Tuesday, May 22, 2007

Comparing Large Hash sets Against NSRL.......

I recently saw a post on a list I belong to asking about DeDuplicating and DeNSRLing some files. He was trying to do this in a very popular forensic product and after 4 days he still had nothing. Someone replied (I had thought the same thing) about using a SQL Server database to do this. Now if you are not that familiar with using databases then this would not be an easy task. Thinking about this I thought it would make a good project. To start off you first need to accommodate a large amount of data and it should perform well (that is a bigger challenge then you may think).

The parameters for the project are:

1. The NSRL reference table will only hold 1 set of hash values (I chose MD5 to use but you could choose SHA1 or CRC).

2. Load the NSRL data in a timely manner.

3. Be able to add my own hash sets to compare against as well.
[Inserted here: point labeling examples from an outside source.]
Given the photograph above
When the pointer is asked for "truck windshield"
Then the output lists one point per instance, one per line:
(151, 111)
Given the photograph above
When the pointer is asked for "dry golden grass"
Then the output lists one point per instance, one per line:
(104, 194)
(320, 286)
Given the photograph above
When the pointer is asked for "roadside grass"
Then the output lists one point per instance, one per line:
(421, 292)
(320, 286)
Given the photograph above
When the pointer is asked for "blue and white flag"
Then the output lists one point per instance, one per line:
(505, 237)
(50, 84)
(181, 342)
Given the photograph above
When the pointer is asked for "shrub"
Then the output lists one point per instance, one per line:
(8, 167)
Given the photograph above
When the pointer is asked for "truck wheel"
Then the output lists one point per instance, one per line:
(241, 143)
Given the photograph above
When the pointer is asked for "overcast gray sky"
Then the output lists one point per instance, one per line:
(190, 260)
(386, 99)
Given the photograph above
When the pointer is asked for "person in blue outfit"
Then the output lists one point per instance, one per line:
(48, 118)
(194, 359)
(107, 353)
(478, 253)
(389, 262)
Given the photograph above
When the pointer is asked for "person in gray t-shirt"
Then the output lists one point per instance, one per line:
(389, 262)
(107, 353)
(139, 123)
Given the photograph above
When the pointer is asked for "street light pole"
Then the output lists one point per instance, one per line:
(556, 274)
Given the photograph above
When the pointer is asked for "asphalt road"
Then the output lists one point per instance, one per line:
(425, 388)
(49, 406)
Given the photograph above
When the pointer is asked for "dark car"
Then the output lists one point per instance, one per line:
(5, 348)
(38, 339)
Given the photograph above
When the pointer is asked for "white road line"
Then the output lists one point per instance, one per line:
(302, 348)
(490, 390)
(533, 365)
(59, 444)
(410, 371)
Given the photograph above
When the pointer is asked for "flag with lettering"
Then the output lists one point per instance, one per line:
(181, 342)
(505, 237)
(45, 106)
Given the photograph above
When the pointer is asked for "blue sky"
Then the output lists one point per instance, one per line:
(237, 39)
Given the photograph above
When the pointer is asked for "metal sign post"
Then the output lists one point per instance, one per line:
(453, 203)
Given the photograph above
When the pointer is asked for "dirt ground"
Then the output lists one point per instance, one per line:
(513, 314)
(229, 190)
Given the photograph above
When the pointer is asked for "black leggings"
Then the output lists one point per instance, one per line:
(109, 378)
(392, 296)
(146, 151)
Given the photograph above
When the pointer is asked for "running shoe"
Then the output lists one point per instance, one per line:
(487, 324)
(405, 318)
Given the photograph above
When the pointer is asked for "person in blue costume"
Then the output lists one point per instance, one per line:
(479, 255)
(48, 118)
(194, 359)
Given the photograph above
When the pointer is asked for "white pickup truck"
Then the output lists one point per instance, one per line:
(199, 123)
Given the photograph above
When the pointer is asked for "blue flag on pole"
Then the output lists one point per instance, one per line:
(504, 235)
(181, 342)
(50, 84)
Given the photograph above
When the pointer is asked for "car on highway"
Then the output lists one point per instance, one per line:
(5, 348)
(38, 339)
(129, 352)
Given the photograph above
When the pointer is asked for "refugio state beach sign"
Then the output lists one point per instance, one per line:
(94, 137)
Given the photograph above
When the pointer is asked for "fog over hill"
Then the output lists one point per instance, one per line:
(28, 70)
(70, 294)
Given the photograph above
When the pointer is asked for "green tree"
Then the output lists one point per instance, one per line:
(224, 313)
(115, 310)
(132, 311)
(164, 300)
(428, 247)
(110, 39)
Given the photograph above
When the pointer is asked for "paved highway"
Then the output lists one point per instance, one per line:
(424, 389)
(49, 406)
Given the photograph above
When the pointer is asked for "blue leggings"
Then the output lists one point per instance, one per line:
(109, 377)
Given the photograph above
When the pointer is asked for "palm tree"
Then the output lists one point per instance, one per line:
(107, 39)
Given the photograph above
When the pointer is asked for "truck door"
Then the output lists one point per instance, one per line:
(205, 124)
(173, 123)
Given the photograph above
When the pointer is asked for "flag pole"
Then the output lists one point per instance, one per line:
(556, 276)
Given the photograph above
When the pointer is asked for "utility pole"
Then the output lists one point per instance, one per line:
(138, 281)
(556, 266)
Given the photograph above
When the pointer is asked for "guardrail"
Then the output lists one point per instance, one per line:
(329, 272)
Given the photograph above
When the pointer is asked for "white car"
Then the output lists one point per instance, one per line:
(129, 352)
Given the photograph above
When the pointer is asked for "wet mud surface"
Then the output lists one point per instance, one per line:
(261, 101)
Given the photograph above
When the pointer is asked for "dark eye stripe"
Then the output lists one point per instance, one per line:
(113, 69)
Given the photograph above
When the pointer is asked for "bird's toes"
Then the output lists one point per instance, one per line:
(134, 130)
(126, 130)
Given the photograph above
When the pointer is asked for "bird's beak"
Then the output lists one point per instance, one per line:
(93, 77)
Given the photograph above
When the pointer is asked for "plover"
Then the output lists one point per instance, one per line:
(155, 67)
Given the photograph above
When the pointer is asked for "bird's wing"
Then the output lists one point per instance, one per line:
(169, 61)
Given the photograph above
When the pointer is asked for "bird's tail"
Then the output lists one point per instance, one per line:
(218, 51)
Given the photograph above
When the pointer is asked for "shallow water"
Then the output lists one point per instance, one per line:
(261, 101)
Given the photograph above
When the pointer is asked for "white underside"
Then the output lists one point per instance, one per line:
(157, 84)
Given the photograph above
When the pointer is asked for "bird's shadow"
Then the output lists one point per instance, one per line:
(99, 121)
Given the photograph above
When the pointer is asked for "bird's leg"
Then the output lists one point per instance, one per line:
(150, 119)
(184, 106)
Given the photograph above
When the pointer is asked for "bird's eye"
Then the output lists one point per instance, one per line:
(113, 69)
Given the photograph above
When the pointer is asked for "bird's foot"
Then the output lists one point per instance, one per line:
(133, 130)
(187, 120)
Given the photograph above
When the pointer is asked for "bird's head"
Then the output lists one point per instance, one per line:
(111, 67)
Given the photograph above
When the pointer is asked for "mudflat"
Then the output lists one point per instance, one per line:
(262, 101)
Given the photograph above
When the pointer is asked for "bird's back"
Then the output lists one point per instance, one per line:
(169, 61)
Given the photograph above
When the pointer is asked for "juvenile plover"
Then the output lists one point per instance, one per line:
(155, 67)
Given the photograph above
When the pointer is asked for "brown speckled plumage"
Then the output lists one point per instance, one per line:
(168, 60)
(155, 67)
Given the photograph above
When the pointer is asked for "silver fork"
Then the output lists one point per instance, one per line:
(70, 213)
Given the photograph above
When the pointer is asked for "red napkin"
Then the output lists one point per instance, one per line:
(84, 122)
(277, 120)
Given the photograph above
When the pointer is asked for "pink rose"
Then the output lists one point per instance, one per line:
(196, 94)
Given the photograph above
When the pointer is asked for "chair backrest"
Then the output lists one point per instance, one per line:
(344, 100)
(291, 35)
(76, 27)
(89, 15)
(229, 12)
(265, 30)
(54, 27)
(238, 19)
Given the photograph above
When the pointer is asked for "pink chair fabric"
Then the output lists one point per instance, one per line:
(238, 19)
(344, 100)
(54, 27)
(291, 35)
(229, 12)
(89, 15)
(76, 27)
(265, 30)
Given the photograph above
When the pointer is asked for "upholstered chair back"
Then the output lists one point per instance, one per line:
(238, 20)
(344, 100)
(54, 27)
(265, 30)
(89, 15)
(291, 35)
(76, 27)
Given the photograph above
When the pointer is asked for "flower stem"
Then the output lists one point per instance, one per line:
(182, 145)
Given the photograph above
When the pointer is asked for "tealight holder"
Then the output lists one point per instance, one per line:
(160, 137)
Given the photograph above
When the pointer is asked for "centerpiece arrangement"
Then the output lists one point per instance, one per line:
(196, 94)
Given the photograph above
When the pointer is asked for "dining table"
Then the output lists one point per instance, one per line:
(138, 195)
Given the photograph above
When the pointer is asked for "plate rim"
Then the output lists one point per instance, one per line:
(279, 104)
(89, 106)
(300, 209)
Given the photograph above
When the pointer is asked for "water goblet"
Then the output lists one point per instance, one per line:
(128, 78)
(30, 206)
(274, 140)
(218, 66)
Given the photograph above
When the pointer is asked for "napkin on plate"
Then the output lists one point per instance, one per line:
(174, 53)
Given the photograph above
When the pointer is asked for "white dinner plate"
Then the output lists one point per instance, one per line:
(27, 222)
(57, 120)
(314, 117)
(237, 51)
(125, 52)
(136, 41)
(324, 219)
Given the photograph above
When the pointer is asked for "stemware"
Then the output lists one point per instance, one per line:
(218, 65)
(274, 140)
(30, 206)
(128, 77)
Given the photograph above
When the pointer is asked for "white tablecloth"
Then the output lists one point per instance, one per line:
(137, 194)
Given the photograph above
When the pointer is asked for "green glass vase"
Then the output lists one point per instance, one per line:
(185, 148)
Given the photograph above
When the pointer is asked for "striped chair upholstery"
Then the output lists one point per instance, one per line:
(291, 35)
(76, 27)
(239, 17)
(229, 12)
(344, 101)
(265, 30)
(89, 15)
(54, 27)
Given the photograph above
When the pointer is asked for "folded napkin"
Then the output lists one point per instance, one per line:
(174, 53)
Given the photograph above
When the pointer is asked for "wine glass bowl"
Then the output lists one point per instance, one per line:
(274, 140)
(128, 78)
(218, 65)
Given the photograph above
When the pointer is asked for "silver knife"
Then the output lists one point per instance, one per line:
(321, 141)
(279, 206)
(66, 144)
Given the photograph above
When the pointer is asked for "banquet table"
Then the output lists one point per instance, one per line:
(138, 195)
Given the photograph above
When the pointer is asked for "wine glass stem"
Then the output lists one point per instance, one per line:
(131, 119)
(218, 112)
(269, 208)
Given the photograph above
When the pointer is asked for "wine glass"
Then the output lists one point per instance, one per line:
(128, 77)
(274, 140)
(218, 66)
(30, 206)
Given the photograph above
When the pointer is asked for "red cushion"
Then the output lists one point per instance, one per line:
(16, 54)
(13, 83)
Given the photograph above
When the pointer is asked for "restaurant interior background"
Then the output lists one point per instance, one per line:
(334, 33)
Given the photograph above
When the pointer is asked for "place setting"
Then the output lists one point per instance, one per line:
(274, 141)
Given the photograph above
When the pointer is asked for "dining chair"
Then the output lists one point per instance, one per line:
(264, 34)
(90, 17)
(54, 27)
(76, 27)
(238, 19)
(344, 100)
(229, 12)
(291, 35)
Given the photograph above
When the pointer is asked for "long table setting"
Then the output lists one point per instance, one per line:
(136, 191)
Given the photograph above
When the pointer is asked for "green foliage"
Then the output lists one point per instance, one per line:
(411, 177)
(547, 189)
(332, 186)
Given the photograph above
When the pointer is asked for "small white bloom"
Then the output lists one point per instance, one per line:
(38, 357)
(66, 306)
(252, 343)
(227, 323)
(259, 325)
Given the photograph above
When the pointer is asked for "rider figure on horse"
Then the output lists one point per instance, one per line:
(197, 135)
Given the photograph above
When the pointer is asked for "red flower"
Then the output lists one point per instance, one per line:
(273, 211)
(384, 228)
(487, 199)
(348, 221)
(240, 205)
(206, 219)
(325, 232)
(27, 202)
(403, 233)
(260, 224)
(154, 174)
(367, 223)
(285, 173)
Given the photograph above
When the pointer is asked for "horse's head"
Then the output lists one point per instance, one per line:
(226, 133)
4. Use as much free software as possible.

5. Load my hashs to compare in a timely manner.

6. Compare my hashs in a timely manner.

7. Be able to easily report and extract knowns and unknown hash sets from what I loaded.

8. Work on both Windows and Linux (Sorry Mac)
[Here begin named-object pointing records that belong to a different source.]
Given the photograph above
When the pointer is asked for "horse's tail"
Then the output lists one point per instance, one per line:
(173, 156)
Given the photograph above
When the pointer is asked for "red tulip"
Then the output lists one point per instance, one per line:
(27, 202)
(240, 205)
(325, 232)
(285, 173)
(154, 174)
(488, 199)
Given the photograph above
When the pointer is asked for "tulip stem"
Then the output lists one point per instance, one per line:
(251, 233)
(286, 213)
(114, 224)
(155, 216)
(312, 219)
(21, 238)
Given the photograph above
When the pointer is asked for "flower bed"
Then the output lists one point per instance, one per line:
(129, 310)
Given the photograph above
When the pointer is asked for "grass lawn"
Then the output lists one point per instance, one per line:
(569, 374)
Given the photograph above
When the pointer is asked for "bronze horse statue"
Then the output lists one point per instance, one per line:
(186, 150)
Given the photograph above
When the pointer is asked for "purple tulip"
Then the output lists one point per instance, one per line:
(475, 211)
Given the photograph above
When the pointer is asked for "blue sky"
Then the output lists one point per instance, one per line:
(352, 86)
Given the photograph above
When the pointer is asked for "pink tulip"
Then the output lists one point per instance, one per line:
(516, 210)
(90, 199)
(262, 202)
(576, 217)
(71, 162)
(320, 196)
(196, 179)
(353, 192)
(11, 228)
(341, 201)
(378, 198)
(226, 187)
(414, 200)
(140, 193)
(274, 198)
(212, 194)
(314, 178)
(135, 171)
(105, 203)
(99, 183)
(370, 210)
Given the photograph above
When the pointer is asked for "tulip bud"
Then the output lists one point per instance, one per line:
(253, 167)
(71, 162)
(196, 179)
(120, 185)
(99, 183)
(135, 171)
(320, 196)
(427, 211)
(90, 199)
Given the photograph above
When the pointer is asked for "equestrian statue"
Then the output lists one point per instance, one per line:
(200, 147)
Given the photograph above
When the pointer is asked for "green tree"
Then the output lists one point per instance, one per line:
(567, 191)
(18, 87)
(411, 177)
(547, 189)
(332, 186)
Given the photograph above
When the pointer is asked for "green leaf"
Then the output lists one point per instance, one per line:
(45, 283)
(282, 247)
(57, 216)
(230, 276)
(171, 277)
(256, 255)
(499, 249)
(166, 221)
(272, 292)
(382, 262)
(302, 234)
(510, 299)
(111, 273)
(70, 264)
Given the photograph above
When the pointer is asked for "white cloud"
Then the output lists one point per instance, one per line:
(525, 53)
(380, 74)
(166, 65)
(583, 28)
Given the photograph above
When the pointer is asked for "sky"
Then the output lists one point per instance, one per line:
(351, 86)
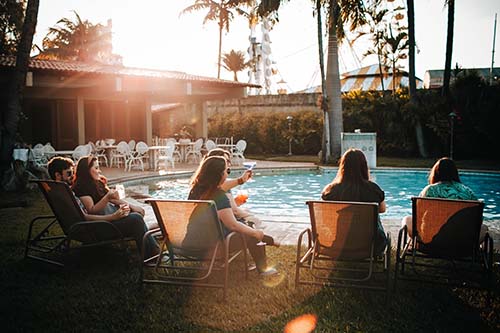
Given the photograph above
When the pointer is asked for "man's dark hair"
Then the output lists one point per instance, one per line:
(58, 164)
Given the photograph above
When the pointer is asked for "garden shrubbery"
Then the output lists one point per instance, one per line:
(392, 117)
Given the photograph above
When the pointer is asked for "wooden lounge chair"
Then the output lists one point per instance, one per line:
(340, 247)
(193, 245)
(67, 229)
(444, 246)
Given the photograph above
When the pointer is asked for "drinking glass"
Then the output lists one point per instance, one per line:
(241, 197)
(249, 166)
(121, 190)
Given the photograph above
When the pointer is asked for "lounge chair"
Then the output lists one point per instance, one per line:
(444, 246)
(193, 246)
(66, 229)
(340, 247)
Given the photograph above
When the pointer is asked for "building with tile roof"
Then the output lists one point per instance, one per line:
(434, 78)
(69, 103)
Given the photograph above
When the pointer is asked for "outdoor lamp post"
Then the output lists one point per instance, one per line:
(452, 116)
(289, 118)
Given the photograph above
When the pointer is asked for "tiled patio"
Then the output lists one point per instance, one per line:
(286, 232)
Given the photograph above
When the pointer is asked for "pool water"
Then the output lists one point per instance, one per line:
(282, 196)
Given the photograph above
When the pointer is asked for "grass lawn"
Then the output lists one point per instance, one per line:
(100, 292)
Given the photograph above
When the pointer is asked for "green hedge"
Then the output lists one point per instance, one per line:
(392, 117)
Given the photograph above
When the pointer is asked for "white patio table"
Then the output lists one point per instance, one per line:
(183, 145)
(153, 155)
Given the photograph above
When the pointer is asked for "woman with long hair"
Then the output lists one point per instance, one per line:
(206, 185)
(444, 182)
(92, 189)
(352, 183)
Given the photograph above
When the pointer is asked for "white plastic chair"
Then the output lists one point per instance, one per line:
(237, 157)
(80, 151)
(131, 144)
(48, 149)
(99, 152)
(210, 144)
(165, 156)
(177, 154)
(121, 153)
(141, 152)
(195, 151)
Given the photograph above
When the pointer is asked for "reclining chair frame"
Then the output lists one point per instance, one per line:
(314, 254)
(434, 267)
(74, 232)
(168, 267)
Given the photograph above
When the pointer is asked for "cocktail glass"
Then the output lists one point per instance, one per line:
(249, 166)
I started off by using SQLite with a perl script to load the NSRL data. I was able to load the NSRL data in aprox 1 hour which for the amount of data and an embedded database I thought was pretty good as well as you would only do this task possibly once a quarter. The problem came next when I tried to create an index on the table and it went out to lunch. After a couple of hours I knew I would have to come up with a different database solution. I then looked at the free version of Oracle (I am pretty familiar with this database and it also has a Linux version, that is why I chose it over SQL Server), now here is where it starts to get hard since I am limited to only having 4GB of data in the free version. I installed it without a problem and started it up. It was using aprox 300M of memory so for anyone out there wanting to do this you should probably have 1gb of memory on your machine.
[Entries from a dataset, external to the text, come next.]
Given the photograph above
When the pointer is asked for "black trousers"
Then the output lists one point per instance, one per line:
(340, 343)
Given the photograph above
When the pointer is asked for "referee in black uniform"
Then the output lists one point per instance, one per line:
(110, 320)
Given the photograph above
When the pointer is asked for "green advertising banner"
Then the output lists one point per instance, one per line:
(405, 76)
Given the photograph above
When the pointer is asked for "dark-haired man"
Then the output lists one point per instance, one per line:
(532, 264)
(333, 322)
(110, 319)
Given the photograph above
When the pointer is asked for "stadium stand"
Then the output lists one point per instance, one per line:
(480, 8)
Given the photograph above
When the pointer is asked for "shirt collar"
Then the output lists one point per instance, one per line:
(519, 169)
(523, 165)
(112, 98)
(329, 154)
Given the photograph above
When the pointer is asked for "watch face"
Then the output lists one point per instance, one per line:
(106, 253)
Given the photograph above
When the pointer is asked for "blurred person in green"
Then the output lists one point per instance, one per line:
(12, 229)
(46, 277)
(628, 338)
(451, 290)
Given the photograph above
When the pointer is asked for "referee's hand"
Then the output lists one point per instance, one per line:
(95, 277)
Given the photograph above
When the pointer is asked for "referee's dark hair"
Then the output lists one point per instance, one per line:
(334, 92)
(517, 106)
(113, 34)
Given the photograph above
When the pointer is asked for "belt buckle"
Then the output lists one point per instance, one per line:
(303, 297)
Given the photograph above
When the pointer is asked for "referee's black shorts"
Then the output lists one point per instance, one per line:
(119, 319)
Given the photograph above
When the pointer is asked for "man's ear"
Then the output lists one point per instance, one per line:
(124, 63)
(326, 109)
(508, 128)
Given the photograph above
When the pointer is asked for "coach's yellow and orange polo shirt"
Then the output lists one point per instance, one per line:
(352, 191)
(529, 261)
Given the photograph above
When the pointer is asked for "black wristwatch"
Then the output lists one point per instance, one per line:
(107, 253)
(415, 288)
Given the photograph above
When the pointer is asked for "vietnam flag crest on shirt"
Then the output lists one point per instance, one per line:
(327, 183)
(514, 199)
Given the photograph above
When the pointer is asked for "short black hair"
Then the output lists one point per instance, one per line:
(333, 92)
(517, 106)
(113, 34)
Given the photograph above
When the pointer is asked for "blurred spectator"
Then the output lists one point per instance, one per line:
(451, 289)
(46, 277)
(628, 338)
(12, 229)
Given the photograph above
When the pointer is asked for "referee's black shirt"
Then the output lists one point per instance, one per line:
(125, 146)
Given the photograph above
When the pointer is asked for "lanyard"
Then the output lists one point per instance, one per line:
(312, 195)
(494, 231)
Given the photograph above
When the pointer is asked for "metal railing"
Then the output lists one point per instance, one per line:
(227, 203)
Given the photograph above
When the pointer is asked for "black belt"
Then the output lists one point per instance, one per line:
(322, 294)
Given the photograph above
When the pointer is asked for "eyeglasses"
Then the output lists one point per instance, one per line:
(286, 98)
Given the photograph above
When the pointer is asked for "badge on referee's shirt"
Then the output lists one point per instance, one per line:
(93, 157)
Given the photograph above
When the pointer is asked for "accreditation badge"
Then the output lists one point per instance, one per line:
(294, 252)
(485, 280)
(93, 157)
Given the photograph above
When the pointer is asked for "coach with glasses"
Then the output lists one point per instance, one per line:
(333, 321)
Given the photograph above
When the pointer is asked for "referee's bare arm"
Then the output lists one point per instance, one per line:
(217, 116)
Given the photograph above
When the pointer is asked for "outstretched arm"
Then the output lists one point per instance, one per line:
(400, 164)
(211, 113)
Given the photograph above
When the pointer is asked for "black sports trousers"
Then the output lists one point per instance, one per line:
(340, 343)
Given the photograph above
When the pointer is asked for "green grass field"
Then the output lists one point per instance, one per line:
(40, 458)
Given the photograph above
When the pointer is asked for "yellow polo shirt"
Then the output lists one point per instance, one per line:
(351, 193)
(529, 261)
I next started to create some tablespaces, users and tables. I then used Oracle's SQL Loader product to load the data into the database and then indexed the table. This took about 3.5 GB between the index and table (40,000,000+ rows). I then created a list of hashs from a previous examination that using x-ways forensics version 13. I then loaded this data into the database (600,000+ rows) and then created a table of known and unknown hashs for the examination. After trying many different things to make it fast and small I finally came up with the following:

NSRL table is deduplicated from 40,000,000 rows down to 14,000,000+ rows and from 3.5 GB (table and index) down to 1.2gb (table and index) with a load time of aprox 36 minutes.

My hash set was smaller then 500m and took aprox 5 minutes to load the 660,000+ rows and create 2 tables (known hash set and unknown hash set). The known hashs table has aprox 46,000 rows with the unknown hashs tables having 604,000+ rows.

Now I have uploaded the scripts here (sql and sqlload) and batch files to run to create your own little hash comparison system. There is a install.txt file to help you get started. Once you install Oracle Express and download the NSRL data you should be able to get started.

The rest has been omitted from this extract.